Thoracic Outlet Syndrome

The thoracic outlet includes three compartments – the interscalene triangle, the costoclavicular space and the retropectoralis minor space – which extend from the cervical spine and mediastinum to the lower border of the pectoralis minor muscle. Dynamically induced compression of the neural, arterial or venous structures crossing these compartments leads to thoracic outlet syndrome (TOS). The diagnosis of TOS is based on the results of clinical evaluation, particularly if symptoms can be reproduced with various dynamic manoeuvres, including elevation of the arm. Imaging is required to demonstrate neurovascular compression and to determine the nature and location of the structure undergoing compression and the structure producing the compression.¹⁴ As in patients suspected of popliteal entrapment, the added value of equilibrium imaging lies in the possibility of visualising both arteries and veins in various positions, allowing the diagnosis to be made with a high degree of certainty in a non-invasive fashion (see Figure 5).

Venous Imaging

Vasovist-enhanced MR imaging of the venous system is ideally suited to the detection of venous thromboembolic disease and its long-term sequelae.
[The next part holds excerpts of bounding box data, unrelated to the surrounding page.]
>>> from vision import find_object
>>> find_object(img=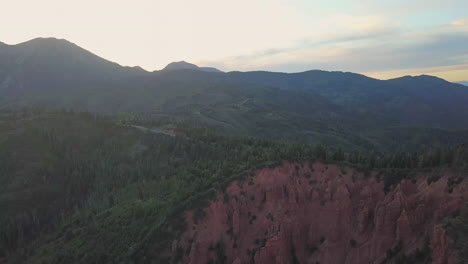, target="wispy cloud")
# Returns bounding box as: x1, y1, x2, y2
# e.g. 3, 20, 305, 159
199, 15, 468, 79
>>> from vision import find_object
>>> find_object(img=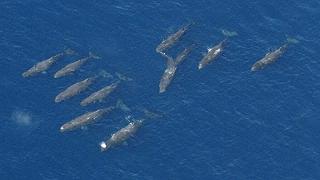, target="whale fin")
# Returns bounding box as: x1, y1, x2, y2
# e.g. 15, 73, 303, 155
116, 99, 131, 112
98, 70, 113, 79
115, 72, 133, 81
In fact, it is the personal opinion of this author that blood-poolenhanced imaging is the current gold standard for imaging peripheral veins. Deep venous thrombi, even below the knee, are readily detected (see Figure 6).¹⁵ Furthermore, in patients with massive thromboembolic occlusion of central veins, the collateral pathways can readily be visualised in a fashion that is superior to conventional X-ray-based venography (see Figure 7).

Conclusions

CE-MRA of the peripheral vasculature has evolved over the past few years from an experimental imaging modality to a technique that is now widely applied in clinical practice. The recent introduction of the higher relaxivity blood-pool agent Vasovist expands the diagnostic armamentarium of the radiologist by opening up new opportunities in the field of peripheral MRA. The higher relaxivity and prolonged intravascular residence time of Vasovist yield better first-pass image quality, as well as the possibility of obtaining additional steady-state MRA data. The latter property will lead to a fundamental paradigm shift in MR imaging of the vasculature, enabling the migration to equilibrium-phase ultra-high spatial resolution imaging sequences. In combination with current hard- and software, equilibrium-phase ultra-high spatial resolution images of the abdominal aorta and lower extremity vasculature, including the venous circulation, can be obtained that yield the necessary diagnostic and preinterventional information in the vast majority of patients.